A drama that's lasted two full years may finally be coming to an end.
Popular taxi apps Uber and Lyft, which have been operating in Philadelphia during that time without full legal authority to do so and some threats of enforcement from the Philadelphia Parking Authority (PPA), may soon be just as legal in Philly as a traditional taxi cab.
This week, legislation brokered to legalize these types of services in Philadelphia is expected to pass the state House and move toward becoming law.
House Republicans spokesman Steve Miskin told CBS the bill will come up for a vote early this week, and is expected to pass.
The bill still needs to return to the state senate for one more vote before it can reach the governor's desk. But the senate already voted earlier this year on similar legislation.
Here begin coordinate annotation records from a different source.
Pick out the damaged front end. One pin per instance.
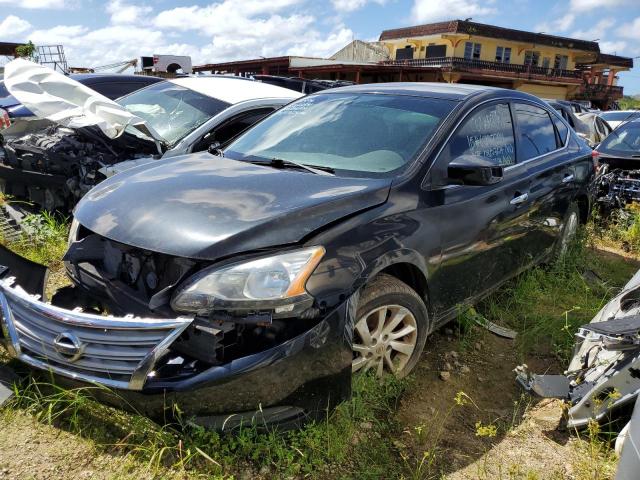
(604, 373)
(56, 167)
(221, 371)
(616, 188)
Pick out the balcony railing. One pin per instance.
(466, 64)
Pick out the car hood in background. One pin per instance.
(206, 207)
(60, 99)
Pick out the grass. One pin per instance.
(360, 438)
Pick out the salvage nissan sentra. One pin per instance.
(334, 236)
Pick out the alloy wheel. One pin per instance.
(384, 340)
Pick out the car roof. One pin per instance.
(113, 77)
(451, 91)
(234, 89)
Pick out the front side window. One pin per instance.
(172, 110)
(536, 134)
(360, 134)
(488, 134)
(531, 57)
(624, 140)
(562, 130)
(472, 50)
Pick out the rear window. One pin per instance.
(563, 131)
(624, 140)
(535, 131)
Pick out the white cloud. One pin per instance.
(560, 24)
(124, 13)
(630, 30)
(616, 47)
(12, 26)
(347, 6)
(585, 5)
(34, 4)
(597, 31)
(425, 11)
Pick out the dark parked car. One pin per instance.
(333, 236)
(302, 85)
(618, 156)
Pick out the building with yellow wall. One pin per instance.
(461, 51)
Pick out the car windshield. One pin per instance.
(624, 140)
(373, 134)
(618, 116)
(173, 111)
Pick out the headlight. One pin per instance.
(270, 281)
(73, 231)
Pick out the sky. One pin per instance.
(96, 32)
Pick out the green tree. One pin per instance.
(27, 50)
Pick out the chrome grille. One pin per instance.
(116, 352)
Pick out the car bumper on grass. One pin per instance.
(288, 384)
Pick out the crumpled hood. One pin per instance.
(205, 207)
(55, 97)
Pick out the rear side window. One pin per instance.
(536, 134)
(487, 133)
(563, 131)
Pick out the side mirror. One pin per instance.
(214, 148)
(472, 170)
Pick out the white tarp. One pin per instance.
(55, 97)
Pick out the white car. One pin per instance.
(615, 118)
(93, 137)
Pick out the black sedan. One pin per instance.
(332, 237)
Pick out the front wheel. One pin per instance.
(391, 328)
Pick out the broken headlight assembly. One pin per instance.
(275, 283)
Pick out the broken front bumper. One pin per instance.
(287, 384)
(115, 352)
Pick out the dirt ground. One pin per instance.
(493, 431)
(433, 420)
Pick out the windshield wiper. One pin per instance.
(281, 163)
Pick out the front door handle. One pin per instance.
(520, 199)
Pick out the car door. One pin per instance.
(483, 228)
(541, 143)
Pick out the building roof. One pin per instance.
(234, 90)
(614, 60)
(491, 31)
(450, 91)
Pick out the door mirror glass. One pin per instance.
(474, 170)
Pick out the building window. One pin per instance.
(503, 54)
(531, 57)
(560, 62)
(472, 50)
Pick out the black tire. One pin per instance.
(385, 290)
(568, 231)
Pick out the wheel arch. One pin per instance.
(406, 265)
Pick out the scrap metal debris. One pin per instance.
(604, 373)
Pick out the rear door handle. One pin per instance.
(520, 199)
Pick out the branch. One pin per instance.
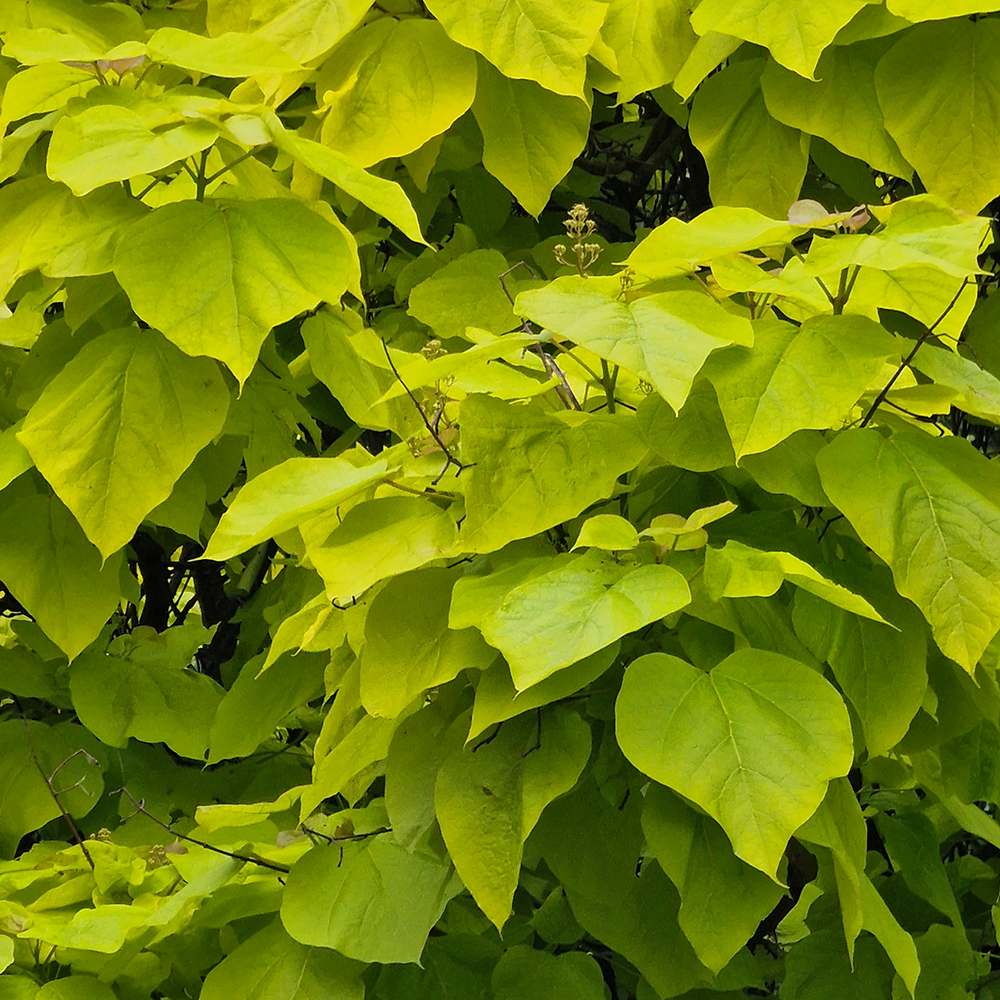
(253, 859)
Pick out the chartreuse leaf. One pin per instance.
(408, 644)
(269, 965)
(215, 277)
(392, 86)
(26, 803)
(43, 226)
(679, 247)
(286, 495)
(737, 570)
(372, 901)
(498, 700)
(542, 40)
(609, 532)
(591, 848)
(881, 670)
(929, 507)
(753, 742)
(96, 432)
(531, 136)
(382, 196)
(465, 292)
(305, 29)
(731, 127)
(516, 488)
(665, 337)
(796, 32)
(723, 899)
(546, 614)
(229, 54)
(948, 146)
(796, 378)
(840, 106)
(526, 974)
(142, 687)
(382, 538)
(488, 798)
(54, 572)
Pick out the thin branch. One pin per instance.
(905, 363)
(253, 859)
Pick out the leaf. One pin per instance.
(383, 197)
(515, 488)
(44, 227)
(215, 277)
(143, 689)
(948, 146)
(305, 29)
(665, 337)
(753, 742)
(230, 54)
(840, 106)
(881, 670)
(651, 41)
(380, 96)
(547, 614)
(525, 974)
(25, 801)
(723, 899)
(498, 700)
(531, 136)
(608, 532)
(542, 40)
(796, 32)
(731, 127)
(409, 646)
(797, 378)
(737, 570)
(101, 143)
(95, 431)
(285, 496)
(376, 903)
(489, 797)
(269, 965)
(928, 507)
(54, 572)
(465, 292)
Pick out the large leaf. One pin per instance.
(946, 123)
(546, 614)
(516, 487)
(372, 901)
(530, 135)
(930, 507)
(381, 96)
(796, 378)
(753, 742)
(665, 337)
(269, 965)
(51, 568)
(723, 899)
(96, 432)
(215, 277)
(542, 40)
(287, 495)
(489, 797)
(732, 128)
(796, 31)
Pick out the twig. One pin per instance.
(253, 859)
(905, 363)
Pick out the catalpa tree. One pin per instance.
(499, 500)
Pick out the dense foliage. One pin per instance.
(487, 512)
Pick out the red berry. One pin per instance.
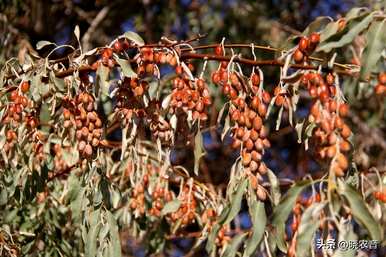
(303, 44)
(218, 50)
(118, 46)
(107, 53)
(298, 56)
(24, 87)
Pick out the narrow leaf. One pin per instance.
(348, 37)
(360, 212)
(308, 225)
(376, 38)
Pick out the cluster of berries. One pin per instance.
(250, 133)
(161, 129)
(380, 196)
(301, 204)
(87, 123)
(331, 134)
(137, 201)
(187, 210)
(190, 96)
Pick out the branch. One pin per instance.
(93, 26)
(253, 62)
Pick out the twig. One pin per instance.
(93, 26)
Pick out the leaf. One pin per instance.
(275, 187)
(346, 234)
(235, 204)
(45, 117)
(259, 221)
(75, 196)
(102, 88)
(231, 249)
(348, 37)
(308, 225)
(70, 157)
(115, 249)
(127, 71)
(134, 37)
(198, 151)
(92, 235)
(376, 38)
(316, 25)
(355, 12)
(359, 210)
(299, 129)
(43, 43)
(171, 206)
(77, 32)
(282, 211)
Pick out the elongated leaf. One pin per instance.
(102, 87)
(259, 220)
(115, 250)
(317, 24)
(346, 234)
(360, 212)
(198, 151)
(308, 225)
(235, 202)
(356, 12)
(43, 43)
(376, 43)
(45, 117)
(92, 235)
(171, 206)
(348, 37)
(275, 187)
(282, 211)
(231, 249)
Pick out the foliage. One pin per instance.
(87, 144)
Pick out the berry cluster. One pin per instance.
(161, 129)
(380, 88)
(250, 133)
(331, 134)
(17, 114)
(190, 96)
(160, 197)
(87, 123)
(301, 204)
(137, 201)
(305, 47)
(59, 163)
(222, 237)
(380, 196)
(230, 83)
(187, 209)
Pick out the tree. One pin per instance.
(116, 144)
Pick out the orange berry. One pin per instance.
(303, 44)
(24, 87)
(298, 56)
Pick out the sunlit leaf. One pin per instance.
(360, 211)
(309, 223)
(376, 43)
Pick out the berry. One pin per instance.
(303, 44)
(24, 87)
(218, 50)
(298, 56)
Uber got a two-year experimental license to operate in the state from the Pennsylvania Utility Commission in 2015. But Philadelphia County's PPA never recognized that license.
The situation was made more complicated after the PPA brokered a 90-day truce that semi-legalized Uber (not Lyft), with the expectation this legislation would be passed in Harrisburg by Sept. 30.
The truce expired without a new law, leading to a panic two weeks ago after a Philly judge ordered Lyft and Uber cease operations—for about 24 hours, until her order was held on appeal.
In the meantime, while the legislative process continues, Uber and Lyft operate unimpeded in Philly.